Handball-Verbandsliga Männer HSG Böblingen/Sindelfingen hat noch viele Baustellen und verpatzt Auftakt

Pure Ernüchterung: Joshua Ruhmund und die defensivschwachen BöSis kassierten auswärts gleich mal eine Pleite bei einem Aufsteiger. Foto: Kevin Schuon

Nach der durchwachsenen Vorbereitung versemmelten die defensivschwachen Handballer der HSG Böblingen/Sindelfingen auch den Saisonauftakt in der Verbandsliga bei der HSG Rottweil.

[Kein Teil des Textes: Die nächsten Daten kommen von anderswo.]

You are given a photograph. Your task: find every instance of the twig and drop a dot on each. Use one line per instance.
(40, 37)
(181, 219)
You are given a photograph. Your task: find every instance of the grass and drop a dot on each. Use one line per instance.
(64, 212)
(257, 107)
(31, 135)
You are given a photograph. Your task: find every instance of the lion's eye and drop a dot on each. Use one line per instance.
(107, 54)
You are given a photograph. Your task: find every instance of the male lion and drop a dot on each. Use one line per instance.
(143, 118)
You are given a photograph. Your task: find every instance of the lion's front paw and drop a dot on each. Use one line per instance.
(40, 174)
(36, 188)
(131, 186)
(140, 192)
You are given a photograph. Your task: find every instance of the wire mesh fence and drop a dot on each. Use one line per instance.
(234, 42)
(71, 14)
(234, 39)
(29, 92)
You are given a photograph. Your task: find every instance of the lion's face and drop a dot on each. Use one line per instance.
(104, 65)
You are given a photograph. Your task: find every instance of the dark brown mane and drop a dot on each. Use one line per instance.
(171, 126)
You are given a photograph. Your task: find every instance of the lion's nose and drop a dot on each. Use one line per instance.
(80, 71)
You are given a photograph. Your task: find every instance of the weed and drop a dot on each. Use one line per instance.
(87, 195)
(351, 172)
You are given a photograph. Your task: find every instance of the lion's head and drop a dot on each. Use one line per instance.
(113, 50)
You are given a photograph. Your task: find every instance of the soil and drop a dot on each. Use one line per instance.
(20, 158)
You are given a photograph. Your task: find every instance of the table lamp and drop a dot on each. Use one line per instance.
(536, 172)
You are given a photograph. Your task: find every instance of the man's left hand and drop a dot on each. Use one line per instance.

Ein Fehlstart wie er im Buche steht: Die Handballer der HSG Böblingen/Sindelfingen unterlagen zum Verbandsliga-Auftakt mit 33:38 bei der HSG Rottweil. „Wir wussten ja, dass die Vorbereitung nicht optimal verlaufen ist“, sagte Trainer Marco Cece. Doch nach dem ersten Spieltag deutet vieles darauf hin, dass es die Truppe in dieser Saison schwer haben könnte. Zumindest, wenn sie nicht noch eine ordentliche Schippe drauflegt.

 

Die Vorzeichen waren denkbar schlecht. Torhüter Kevin Gsell hatte sich im Abschlusstraining verletzt, zudem begann die Partie im Schwarzwald 30 Minuten später als geplant, und die Luftfeuchtigkeit in der Doppelsporthalle war so hoch, dass bei Cece die Brille ständig beschlagen war. „Quasi von der ersten Minute an musste ständig der Boden gewischt werden“, sagte er kopfschüttelnd. Auch abgesehen davon wurde es eine schweißtreibende Angelegenheit mit vielen Unterbrechungen. „Wir sind nicht in den Rhythmus bekommen.“

Nur noch wenige Paraden der Keeper nach der Anfangsviertelstunde

Immerhin vereitelte der junge Nikaas Thiruvarudsri, der zwischen den Pfosten begann, in der ersten Viertelstunde schon sieben gegnerische Abschlüsse. Das Problem: Anschließend kamen nicht viele weitere Paraden bei den Gästen hinzu. Zur Verteidigung seiner Keeper musste Cece jedoch sagen: „Wir haben auch sehr viele Würfe auf das Tor bekommen, weil wir viel zu viele Zweikämpfe verloren haben.“

Als dann Lowis Englert früh mit der zweiten Zeitstrafe ausfiel, war das auch nicht gerade hilfreich. Mit ihm fehlte in der Defensive die Körpergröße und nach vorne seine Durchschlagskraft gegen die aggressiv verteidigenden Hausherren. „Da mussten wir uns etwas überlegen.“ Marco und sein Bruder Vito Cece brachten den siebten Feldspieler auf die Platte. So konnten Frederik Todt, Marvin Seeger und Dominic Rose den Rückstand bis zur Pause auf 17:19 verkürzen.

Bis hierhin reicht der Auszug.